# Harry the Scarecrow



## Terrormaster (Sep 27, 2007)

Well, completely finished my first prop and he's up in the yard for display - Harry the Scarecrow (the black duster reminded me of Harry Dresden), with a design loosely inspired by Pumpkinrot's Johnny Appleseed.


----------



## drazster (Oct 1, 2008)

Really creepy and cool. I dig his teeth and perpetual grimace. Job well done. 

I would like to see him without the lights to check out his "unnatural" colors.


----------



## Aelwyn (Jul 7, 2008)

Awesome!


----------



## spideranne (Jul 17, 2006)

Really Great!


----------



## bignick (Sep 25, 2008)

Where did you get the duster? I need to find one for my scarecrow. Did you buy or make the hat?


----------



## Lauriebeast (Feb 27, 2007)

Very nice!


----------



## Lilly (Jun 13, 2006)

that looks great in the light


----------



## Ghoul Friday (Oct 6, 2007)

Really nice


----------



## Terrormaster (Sep 27, 2007)

Thanks everyone, he was a lot of fun making and considering how fast I put him together I'm very happy with the results.



bignick said:


> Where did you get the duster? I need to find one for my scarecrow. Did you buy or make the hat?
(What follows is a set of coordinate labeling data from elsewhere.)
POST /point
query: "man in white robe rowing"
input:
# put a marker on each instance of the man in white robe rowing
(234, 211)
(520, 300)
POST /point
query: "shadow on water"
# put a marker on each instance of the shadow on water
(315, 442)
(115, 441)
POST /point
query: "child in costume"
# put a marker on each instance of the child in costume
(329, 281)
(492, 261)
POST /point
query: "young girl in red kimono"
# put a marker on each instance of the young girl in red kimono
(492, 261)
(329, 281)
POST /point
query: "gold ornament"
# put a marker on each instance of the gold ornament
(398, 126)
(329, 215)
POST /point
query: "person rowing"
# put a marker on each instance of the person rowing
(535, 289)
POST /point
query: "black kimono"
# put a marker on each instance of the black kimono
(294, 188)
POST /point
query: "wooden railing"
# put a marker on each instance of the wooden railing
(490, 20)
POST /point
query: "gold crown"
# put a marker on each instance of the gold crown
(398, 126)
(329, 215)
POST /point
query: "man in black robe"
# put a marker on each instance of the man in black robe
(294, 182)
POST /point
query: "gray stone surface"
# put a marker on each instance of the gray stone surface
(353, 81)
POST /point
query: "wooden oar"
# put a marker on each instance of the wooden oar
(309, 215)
Bignick, picked up the duster for $16 at a Salvation Army thrift store (best place to shop for prop costumes - my wallet thanks me that I only had 45 mins of shopping time yesterday).

The hat I picked up at iParty the other day. Not even sure if it was part of a costume or something they regularly sold. Found it way up on the top shelf with other hats - only one and had no price. Heh, they couldn't even locate any info on it but the manager ended up letting me have it for $10 bucks - damn luckiest deal all season.

I still need to find a way to make sure it stays attached to the head - I'm concerned that with a good wind it'll go bye bye. Thinking of just running a screw through the back side.

-TM


----------



## bignick (Sep 25, 2008)

Thanks a lot Terrormaster,

I need to find a SA thrift store around me because i do not want to buy a trench coat/duster and spend a lot of money. If i can't find a hat that i like i am just going to make it out of burlap.


----------



## Uruk-Hai (Nov 4, 2006)

Oh wow, very creepy! I like it a lot. Are you going to age/rip/distress the duster any?


----------



## Tyler (Jul 17, 2008)

Very cool! I love his expression.


----------



## Terrormaster (Sep 27, 2007)

Uruk-Hai said:


> Are you going to age/rip/distress the duster any?


I was considering doing just that. I did hit it with some beige paint a little to fade it some. Not sure if I want to rip it though now that it's on him. I'm open to suggesting on methods of distressing it which don't involve me taking it off.

I ended up putting a finishing screw through the hat and into the skull to hold it to place - wife said it came off today and she had to put it back on (was a little windy with the rain).


----------



## Terrormaster (Sep 27, 2007)

Oh, and as requested here are a couple daytime pics:


----------



## Vlad Tepes (Sep 4, 2008)

He looks great


----------



## Bloodhound (Oct 16, 2007)

Wow! what a great looking scarecrow!!!


----------



## scareme (Aug 29, 2006)

He's not going t scare just crows but tots too. Love it.


----------



## halloween71 (Aug 9, 2007)

What's the face mask-skull?maybe you could duct tape his hat on.I did that with my witch's hat it hasn't moved.I just did it double sided.


----------



## Dr Morbius (Sep 21, 2004)

That's cool! The hat reminds me of the Jeepers Creepers demon when he wears an outfit like that. Look at JC 2, it has him in a cornfield disguised as a scarecrow...looks just like your prop!


----------



## Ghostess (Aug 21, 2005)

He looks great!


----------



## beelce (Jul 21, 2007)

NICE...I like him...good work and lighting too


----------